The apology follows an unusually harshly worded public reprimand by the financial regulator.
The Danish government said management’s failings were “unforgivable” and the central bank warned that the reputation of the whole country was at risk. “I’m very sorry on behalf of all stakeholders,” Danske CEO Thomas Borgen said in an interview.
He also said the bank is “in a very different place today” with considerably more focus on preventing money laundering.
Danske is the largest bank in the North courtsesy of its purchase of Northern Bank and National Irish Bank 15 years ago. In the Republic, it is running down its loan books and sold its tracker mortgages to a vulture fund.
The Danish Financial Supervisory Authority said Danske’s management failed on multiple counts to act in compliance with the rules.

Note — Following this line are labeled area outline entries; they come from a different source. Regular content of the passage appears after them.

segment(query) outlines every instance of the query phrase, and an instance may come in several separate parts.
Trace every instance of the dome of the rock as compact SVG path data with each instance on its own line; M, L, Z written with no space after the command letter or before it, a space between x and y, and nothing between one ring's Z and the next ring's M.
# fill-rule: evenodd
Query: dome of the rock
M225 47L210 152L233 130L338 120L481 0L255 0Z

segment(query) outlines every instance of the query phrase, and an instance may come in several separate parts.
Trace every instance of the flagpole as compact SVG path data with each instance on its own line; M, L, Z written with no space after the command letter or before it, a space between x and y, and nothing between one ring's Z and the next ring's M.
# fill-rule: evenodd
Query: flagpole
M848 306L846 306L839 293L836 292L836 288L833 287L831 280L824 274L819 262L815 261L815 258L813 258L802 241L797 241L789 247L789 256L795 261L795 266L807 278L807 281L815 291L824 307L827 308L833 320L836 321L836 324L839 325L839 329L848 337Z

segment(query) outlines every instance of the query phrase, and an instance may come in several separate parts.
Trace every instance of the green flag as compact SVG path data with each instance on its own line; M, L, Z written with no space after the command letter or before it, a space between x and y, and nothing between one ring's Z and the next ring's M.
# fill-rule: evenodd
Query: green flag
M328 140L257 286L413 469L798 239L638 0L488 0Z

The assessment followed reports by the Berlingske newspaper that Danske was used as a laundromat by criminals, including entities with ties to Russian President Vladimir Putin, the Russian security service, FSB, as well as members of the Azeri regime.
The money laundering, alleged to have taken place between 2010 to 2014, was done via Danske’s operations in Estonia, which have since been terminated.
“It’s no doubt that we should have understood the depth and the breadth of the issues in Estonia better, faster than we did,” Mr Borgen said.
The failures led to reputational damage for Danske and for the financial sector.